Dalla prigionia si salvò anche grazie alla sua combattiva nonna, Emilia Tedeschi in Vita Finzi, che “il 15 gennaio fece irruzione in Questura, da un tale Stefani – raccontò De Benedetti –, lamentandosi di essere solo una povera vecchia, con una figlia malata e un nipotino ingiustamente imprigionato. Fu così che mi misero agli arresti domiciliari. Per circa due settimane mi presentai negli uffici della Polizia mattino e sera, poi smisi di farlo e nessuno venne più a cercarmi”. Fino alla liberazione, lui e la sua famiglia rimasero nascosti sotto falso nome in Romagna. Finita la guerra, c’è l’Università. Si iscrisse a Ferrara, entrando allo stesso tempo nel movimento Hechaluz, che formava i giovani ebrei in vista della partenza per Eretz Israel. Ben presto decise che quella doveva essere la sua destinazione. Gli ideali del sionismo socialista lo avevano convinto e la ferita della persecuzione era ancora viva. “Fino al giugno del ‘43 ho vissuto uno dei periodi più felici della mia vita. – ricorderà nell’intervista a Pagine Ebraiche firmata da Daniela Modonesi – Io e i miei amici ci sentivamo come in una bolla di vetro: intorno c’erano i bombardamenti, l’Europa in fiamme, mentre noi studiavamo, scoprivamo un mondo pieno di sfumature, e insegnanti bravissimi come Bassani ci spiegavano il socialismo, il comunismo, ci parlavano della guerra di Spagna. Le scuole ebraiche hanno segnato un passaggio cruciale per la mia generazione, creando amicizie, cementando rapporti e preparando al dopoguerra quelli che si sono salvati. Poi, però, come molti altri, mi sono sentito tradito dall’Italia e il mio obiettivo è diventato quello di costruire in Israele una società e un paese migliori”.

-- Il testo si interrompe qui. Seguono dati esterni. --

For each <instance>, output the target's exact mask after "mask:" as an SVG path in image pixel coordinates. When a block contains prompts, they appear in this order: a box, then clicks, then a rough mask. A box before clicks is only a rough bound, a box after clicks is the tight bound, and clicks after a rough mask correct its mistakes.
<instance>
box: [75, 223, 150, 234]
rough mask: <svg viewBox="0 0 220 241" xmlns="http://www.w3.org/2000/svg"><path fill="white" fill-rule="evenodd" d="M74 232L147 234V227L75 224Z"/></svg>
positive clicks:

Nel novembre 1949 decise così di partire, stabilendosi a Ruchama, nel Negev settentrionale, dove ha vissuto gran parte della sua vita. Del kibbutz è diventato con il tempo una colonna, entrando nella direzione economica del movimento nazionale. Mantenne un legame con l’Italia costante, dove fu inviato a rappresentare il movimento giovanile e l’Organizzazione Sionistica Mondiale. Sul fronte politico scelse la sinistra di Meretz, entrando nella direzione del partito. Ennesima prova del suo attivismo politico e sociale, raccontato in libri come I sogni non passano in eredità. Cinquant’anni di vita in kibbutz e Un amore impossibile nella bufera. Una parte della sua vita italiana invece la racchiuse nel volume Anni di rabbia e di speranze: 1938-1949.